Reconstructiong lammsdata file using topo tools

Hello lammps users,

I am trying to use topo tools to create a lammps data files for my simulation. To start with, I checked whether I could reproduce a lammpsdata file (say data.foo) which I have obtained previously by using amb2lmp.

I proceeded as follows.

Start vmd

  1. Load data.foo into vmd (topo read lammpsdata data.foo)
  2. Created a psf file from data.foo by using the command animate write psf data.psf
  3. Delete the molecule, data.foo that was loaded in vmd and make sure no other molecule is loaded in vmd.
  4. Load data.psf and load the pdb file of the molecule into the psf file. (This is to prevent vmd from defining its own bonds based on distance, otherwise pdb file would be enough). Before loading the pdb file I changed the column of atom names in the pdbfile to atom types corresponding to the amber forcefield. This is because topo retypebonds (the command which I am going to use later) by default uses atom names to create atom types, i.e., if there n atoms and if one does not assign atom types and uses the command topo retypebonds it creates n-1 bondtypes.
  5. Issue the following commands sequentially in tkconsole of vmd
    topo retypebonds, topo guessangles, topoguessdihedrals, topowritelammpsdata data.foo_topo.

The result is.

data.foo (from amb2lmp)

75 atoms
74 bonds
138 angles
228 dihedrals
0 impropers

6 atom types
6 bond types
12 angle types
10 dihedral types

data.foo_topo (by using topo tools)

75 atoms
74 bonds
138 angles
174 dihedrals
0 impropers
6 atom types
6 bond types
12 angle types
15 dihedral type

Remarks:
I tried the same procedure for a small molecule (ethane).
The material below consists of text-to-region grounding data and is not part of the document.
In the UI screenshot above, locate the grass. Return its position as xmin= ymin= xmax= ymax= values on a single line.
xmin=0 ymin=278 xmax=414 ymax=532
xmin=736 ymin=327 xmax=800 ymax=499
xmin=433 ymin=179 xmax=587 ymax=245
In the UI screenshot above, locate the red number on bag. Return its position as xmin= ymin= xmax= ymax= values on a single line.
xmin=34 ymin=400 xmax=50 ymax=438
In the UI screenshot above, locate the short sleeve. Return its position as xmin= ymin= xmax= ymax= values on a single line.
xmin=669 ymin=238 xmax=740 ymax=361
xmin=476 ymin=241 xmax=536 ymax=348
I was able to reproduce the data file using topo tools.
I am not concerned about the Force parameters which I am planning to use from gaff.lt (moltemplate) or gaff.dat (ambertools)
For large molecules, the number of dihedrals and the dihedral types alone don’t match.

Questions:

  1. Am I making a mistake in the above procedure for creating data file using topo tools ?
  2. I do not know why the data is inconsistent with the dihedrals and the dihedral types alone ?
  3. I have seen a similar post discussing this issue
    http://sourceforge.net/p/lammps/mailman/message/26952647/
    Dr. Axel you mentioned about a template approach in this post. Can you please elaborate on that if you do not find fault in my approach listed above ?

Hello lammps users,

I am trying to use topo tools to create a lammps data files for my
simulation. To start with, I checked whether I could reproduce a lammpsdata
file (say data.foo) which I have obtained previously by using amb2lmp.

I proceeded as follows.

Start vmd
1. Load data.foo into vmd (topo read lammpsdata data.foo)
1. Created a psf file from data.foo by using the command animate write psf
data.psf
2. Delete the molecule, data.foo that was loaded in vmd and make sure no
other molecule is loaded in vmd.
3. Load data.psf and load the pdb file of the molecule into the psf file.
(This is to prevent vmd from defining its own bonds based on distance,
otherwise pdb file would be enough). Before loading the pdb file I changed
the column of atom names in the pdbfile to atom types corresponding to the
amber forcefield. This is because topo retypebonds (the command which I am
going to use later) by default uses atom names to create atom types, i.e.,
if there n atoms and if one does not assign atom types and uses the command
topo retypebonds it creates n-1 bondtypes.
4. Issue the following commands sequentially in tkconsole of vmd
topo retypebonds, topo guessangles, topoguessdihedrals, topowritelammpsdata
data.foo_topo.

The result is.

data.foo (from amb2lmp)

75 atoms
74 bonds
138 angles
228 dihedrals
0 impropers

6 atom types
6 bond types
12 angle types
10 dihedral types

data.foo_topo (by using topo tools)

75 atoms
74 bonds
138 angles
174 dihedrals
0 impropers
6 atom types
6 bond types
12 angle types
15 dihedral type

Remarks:
I tried the same procedure for a small molecule (ethane). I was able to
reproduce the data file using topo tools.
I am not concerned about the Force parameters which I am planning to use
from gaff.lt (moltemplate) or gaff.dat (ambertools)
For large molecules, the number of dihedrals and the dihedral types alone
don't match.

Questions:

1. Am I making a mistake in the above procedure for creating data file using
topo tools ?

this is not the right question to ask. what you need to ask yourself
are two other questions:
1. did topotools do what is promises to do (and i don't see any
indication it didn't)?
2. why do those two approaches result in different topology data?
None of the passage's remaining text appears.